Pretrained Models¶
Performing inference using pretrained models in Pythia is easy. Pickup a pretrained model from the table below and follow the steps to do inference or generate predictions for EvalAI evaluation. This section expects that you have already installed the required data as explained in quickstart.
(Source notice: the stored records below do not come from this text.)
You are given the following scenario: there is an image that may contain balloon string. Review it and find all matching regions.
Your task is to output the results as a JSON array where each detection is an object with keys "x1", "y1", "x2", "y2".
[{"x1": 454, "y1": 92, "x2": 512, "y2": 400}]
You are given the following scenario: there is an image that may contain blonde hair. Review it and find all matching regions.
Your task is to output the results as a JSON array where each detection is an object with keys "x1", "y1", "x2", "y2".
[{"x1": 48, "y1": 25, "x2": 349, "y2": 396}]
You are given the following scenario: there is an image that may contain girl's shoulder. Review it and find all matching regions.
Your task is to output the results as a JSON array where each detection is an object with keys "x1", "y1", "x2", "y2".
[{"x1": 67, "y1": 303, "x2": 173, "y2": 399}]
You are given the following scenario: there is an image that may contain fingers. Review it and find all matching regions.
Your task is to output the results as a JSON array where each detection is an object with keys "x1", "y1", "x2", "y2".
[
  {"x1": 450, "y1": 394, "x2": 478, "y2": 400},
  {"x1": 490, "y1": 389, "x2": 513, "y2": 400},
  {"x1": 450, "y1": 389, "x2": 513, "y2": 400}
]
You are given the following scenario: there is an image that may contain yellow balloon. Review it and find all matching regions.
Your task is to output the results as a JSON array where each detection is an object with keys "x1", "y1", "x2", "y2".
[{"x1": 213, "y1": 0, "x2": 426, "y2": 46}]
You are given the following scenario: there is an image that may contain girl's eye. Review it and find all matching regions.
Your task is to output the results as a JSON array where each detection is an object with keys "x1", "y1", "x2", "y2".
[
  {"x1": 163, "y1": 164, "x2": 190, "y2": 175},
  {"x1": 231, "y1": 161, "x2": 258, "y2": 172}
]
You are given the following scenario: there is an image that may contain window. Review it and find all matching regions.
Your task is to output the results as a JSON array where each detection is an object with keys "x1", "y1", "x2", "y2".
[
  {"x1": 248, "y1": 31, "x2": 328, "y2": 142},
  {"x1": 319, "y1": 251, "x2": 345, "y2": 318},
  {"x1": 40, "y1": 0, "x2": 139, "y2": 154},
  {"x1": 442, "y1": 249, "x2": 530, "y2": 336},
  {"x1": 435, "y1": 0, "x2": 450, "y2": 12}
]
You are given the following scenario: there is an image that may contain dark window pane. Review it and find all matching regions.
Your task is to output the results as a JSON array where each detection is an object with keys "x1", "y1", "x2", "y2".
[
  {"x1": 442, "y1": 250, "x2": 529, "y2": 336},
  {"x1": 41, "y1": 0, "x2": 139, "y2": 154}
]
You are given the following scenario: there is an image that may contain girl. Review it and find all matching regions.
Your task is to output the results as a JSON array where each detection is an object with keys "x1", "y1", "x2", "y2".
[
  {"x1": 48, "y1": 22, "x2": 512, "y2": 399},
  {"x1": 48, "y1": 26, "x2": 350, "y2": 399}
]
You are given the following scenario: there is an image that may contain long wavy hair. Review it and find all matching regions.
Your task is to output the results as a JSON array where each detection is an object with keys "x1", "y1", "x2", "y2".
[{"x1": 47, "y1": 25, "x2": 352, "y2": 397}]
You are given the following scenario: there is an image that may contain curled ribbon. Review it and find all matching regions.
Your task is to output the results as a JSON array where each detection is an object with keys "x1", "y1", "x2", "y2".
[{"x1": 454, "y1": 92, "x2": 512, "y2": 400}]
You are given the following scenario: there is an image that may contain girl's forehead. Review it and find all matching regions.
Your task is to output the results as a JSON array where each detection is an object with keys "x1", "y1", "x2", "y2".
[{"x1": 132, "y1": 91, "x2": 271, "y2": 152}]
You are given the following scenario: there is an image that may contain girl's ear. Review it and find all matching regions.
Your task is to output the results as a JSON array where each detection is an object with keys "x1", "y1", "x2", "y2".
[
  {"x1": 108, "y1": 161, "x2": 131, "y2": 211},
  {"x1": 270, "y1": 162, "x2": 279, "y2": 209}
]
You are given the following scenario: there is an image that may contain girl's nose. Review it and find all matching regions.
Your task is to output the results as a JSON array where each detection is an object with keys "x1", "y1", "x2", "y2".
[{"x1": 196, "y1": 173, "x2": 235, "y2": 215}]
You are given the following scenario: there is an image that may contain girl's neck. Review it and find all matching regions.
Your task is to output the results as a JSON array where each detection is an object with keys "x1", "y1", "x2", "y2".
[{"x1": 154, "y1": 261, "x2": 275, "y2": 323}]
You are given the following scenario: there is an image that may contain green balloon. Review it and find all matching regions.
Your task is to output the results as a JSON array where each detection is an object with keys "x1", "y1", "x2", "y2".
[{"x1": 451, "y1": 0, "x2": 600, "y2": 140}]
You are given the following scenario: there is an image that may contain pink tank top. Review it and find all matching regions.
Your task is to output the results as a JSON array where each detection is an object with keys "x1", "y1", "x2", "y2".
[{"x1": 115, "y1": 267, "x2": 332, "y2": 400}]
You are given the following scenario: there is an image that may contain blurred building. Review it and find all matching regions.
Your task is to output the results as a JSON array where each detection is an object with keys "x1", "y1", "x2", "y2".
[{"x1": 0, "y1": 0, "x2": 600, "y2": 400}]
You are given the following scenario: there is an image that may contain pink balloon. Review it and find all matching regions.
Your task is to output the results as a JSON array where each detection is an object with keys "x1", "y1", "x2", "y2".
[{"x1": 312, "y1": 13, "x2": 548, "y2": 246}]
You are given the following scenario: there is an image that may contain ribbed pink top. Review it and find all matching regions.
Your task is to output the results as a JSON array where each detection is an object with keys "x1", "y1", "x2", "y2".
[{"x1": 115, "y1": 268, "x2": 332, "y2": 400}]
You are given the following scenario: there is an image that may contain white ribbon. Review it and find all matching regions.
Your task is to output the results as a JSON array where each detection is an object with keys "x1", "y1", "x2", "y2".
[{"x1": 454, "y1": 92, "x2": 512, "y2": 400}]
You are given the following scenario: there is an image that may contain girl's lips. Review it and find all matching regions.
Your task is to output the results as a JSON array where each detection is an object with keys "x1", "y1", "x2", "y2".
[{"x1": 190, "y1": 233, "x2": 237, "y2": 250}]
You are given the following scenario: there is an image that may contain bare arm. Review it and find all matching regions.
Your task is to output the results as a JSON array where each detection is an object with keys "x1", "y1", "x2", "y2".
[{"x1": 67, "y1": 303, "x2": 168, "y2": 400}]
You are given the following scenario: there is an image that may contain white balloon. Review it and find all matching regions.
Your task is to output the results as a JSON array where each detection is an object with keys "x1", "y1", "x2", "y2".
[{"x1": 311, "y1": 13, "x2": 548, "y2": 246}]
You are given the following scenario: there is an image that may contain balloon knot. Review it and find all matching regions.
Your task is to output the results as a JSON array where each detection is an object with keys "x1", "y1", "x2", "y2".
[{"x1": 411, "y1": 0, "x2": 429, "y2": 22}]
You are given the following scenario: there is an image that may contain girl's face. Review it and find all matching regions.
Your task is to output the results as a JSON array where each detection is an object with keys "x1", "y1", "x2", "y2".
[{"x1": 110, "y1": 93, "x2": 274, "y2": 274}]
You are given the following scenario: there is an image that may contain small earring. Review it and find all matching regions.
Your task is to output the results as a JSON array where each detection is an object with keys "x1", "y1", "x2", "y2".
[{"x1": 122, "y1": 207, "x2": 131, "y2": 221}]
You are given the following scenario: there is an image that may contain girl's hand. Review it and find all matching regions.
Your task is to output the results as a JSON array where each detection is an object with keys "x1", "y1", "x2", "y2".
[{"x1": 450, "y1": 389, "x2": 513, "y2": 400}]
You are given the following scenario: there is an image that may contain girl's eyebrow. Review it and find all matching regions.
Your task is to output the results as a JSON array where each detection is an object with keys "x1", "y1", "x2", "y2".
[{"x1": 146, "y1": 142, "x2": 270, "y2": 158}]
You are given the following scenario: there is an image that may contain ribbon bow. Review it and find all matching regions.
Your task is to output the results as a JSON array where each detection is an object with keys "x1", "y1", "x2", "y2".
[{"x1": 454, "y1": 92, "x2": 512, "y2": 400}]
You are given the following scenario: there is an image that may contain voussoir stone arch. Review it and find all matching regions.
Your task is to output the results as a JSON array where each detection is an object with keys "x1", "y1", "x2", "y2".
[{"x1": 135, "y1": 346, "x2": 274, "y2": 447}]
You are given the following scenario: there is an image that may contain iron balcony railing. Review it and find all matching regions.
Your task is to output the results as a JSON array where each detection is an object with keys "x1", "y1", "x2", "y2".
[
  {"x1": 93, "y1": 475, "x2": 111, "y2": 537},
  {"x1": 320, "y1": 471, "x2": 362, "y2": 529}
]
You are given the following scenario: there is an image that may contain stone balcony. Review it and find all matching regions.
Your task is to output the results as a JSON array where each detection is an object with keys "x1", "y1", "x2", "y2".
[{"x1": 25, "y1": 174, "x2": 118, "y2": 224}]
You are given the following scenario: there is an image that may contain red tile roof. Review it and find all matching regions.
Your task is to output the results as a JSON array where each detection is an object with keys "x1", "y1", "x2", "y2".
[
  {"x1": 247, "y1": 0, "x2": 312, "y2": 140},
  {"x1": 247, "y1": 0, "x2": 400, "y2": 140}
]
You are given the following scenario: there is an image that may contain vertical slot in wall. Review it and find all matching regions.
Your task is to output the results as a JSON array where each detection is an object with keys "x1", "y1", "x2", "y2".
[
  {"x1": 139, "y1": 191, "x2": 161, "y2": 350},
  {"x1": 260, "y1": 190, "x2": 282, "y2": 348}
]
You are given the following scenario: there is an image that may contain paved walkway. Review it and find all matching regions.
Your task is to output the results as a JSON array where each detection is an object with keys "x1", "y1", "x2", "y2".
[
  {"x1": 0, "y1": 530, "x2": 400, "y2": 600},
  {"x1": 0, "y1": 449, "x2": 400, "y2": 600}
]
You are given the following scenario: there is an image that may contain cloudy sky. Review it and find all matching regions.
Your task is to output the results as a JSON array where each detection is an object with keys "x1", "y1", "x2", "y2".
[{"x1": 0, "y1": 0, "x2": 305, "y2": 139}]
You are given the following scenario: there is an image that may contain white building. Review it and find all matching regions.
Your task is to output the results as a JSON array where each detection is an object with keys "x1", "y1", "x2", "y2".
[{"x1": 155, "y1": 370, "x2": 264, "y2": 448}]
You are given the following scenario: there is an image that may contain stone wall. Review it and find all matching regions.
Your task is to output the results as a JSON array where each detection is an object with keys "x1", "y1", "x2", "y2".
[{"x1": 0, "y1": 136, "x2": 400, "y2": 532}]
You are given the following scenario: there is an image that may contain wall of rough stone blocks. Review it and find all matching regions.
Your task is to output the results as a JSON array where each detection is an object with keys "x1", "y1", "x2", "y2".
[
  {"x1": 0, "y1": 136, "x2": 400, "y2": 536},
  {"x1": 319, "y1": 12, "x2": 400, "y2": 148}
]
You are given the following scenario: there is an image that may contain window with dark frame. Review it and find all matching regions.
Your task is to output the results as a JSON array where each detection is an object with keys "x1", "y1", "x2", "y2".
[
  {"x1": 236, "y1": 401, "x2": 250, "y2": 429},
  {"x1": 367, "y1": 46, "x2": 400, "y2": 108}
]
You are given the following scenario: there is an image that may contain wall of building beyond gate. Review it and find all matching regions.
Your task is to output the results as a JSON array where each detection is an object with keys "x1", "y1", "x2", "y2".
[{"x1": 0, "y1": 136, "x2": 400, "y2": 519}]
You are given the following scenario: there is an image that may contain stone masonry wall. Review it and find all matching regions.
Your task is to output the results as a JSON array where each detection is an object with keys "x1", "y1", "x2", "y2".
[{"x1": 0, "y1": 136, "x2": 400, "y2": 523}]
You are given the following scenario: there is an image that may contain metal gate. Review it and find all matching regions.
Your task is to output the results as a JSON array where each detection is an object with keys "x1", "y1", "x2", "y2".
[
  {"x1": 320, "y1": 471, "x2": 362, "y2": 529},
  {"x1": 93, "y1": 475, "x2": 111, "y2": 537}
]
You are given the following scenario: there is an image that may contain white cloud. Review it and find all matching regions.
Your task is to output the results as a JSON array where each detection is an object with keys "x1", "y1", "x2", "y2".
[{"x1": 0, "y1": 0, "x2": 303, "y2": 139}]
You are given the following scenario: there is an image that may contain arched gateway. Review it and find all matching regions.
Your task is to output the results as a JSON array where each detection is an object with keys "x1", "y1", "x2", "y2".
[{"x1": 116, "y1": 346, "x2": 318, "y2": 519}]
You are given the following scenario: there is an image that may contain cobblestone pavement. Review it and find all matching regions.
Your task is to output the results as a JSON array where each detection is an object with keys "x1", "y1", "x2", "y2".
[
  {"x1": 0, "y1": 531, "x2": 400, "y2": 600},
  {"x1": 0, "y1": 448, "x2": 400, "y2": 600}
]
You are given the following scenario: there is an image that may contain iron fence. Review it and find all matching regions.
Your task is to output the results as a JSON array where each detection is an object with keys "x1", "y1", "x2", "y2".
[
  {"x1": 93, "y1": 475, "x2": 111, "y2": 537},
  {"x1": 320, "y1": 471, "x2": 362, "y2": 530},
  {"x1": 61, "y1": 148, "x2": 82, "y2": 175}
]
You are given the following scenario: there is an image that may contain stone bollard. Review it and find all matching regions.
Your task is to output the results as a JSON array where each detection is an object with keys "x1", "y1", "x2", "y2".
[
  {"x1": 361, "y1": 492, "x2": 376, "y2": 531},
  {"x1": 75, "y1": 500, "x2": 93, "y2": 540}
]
Model | Model Key | Supported Datasets | Pretrained Models | Notes |
Pythia | pythia | vqa2, vizwiz, textvqa, visual_genome, | vqa2 train+val, vqa2 train only, vizwiz | VizWiz model has been pretrained on VQAv2 and transferred |
LoRRA | lorra | vqa2, vizwiz, textvqa | textvqa | |
CNNLSTM | cnn_lstm | clevr | Features are calculated on fly in this on | |
BAN | ban | vqa2, vizwiz, textvqa | Coming soon! | Support is preliminary and haven’t been tested throughly. |
BUTD | butd | coco | coco |
Now, let’s say your link to pretrained model model
is link
(select from table > right click > copy link address), the respective config should be at
configs/[task]/[dataset]/[model].yml
. For example, config file for vqa2 train_and_val
should be
configs/vqa/vqa2/pythia_train_and_val.yml
. Now to run inference for EvalAI, run the following command.
cd ~/pythia/data
mkdir -p models && cd models;
# Download the pretrained model
wget [link]
cd ../..;
python tools/run.py --tasks [task] --datasets [dataset] --model [model] --config [config] \
--run_type inference --evalai_inference 1 --resume_file data/[model].pth
If you want to train or evaluate on val, change the run_type
to train
or val
accordingly. You can also use multiple run types, for e.g. to do training, inference on
val as well as test you can set --run_type
to train+val+inference
.
if you remove --evalai_inference
argument, Pythia will perform inference and provide results
directly on the dataset. Do note that this is not possible in case of test sets as we
don’t have answers/targets for them. So, this can be useful for performing inference
on val set locally.
Table below shows evaluation metrics for various pretrained models:
Model | Dataset | Metric | Notes |
Pythia | vqa2 (train+val) | test-dev accuracy - 68.31% | Can be easily pushed to 69.2% |
Pythia | vqa2 (train) | test-dev accuracy - 66.7% | |
Pythia | vizwiz (train) | test-dev accuracy - 54.22% | Pretrained on VQA2 and transferred to VizWiz |
LoRRA | textvqa (train) | val accuracy - 27.4% | |
BUTD | coco (karpathy-train) | BLEU 1 - 76.02, BLEU 4- 35.42
METEOR- 27.39, ROUGE_L- 56.17
CIDEr - 112.03, SPICE - 20.33
|
Beam Search(length 5), Karpathy test split |
Note for BUTD model : For training BUTD model use the config butd.yml
. Training uses greedy decoding for validation. Currently we do not have support to train the model using beam search decoding validation. We will add that support soon. For inference only use butd_beam_search.yml
config that supports beam search decoding.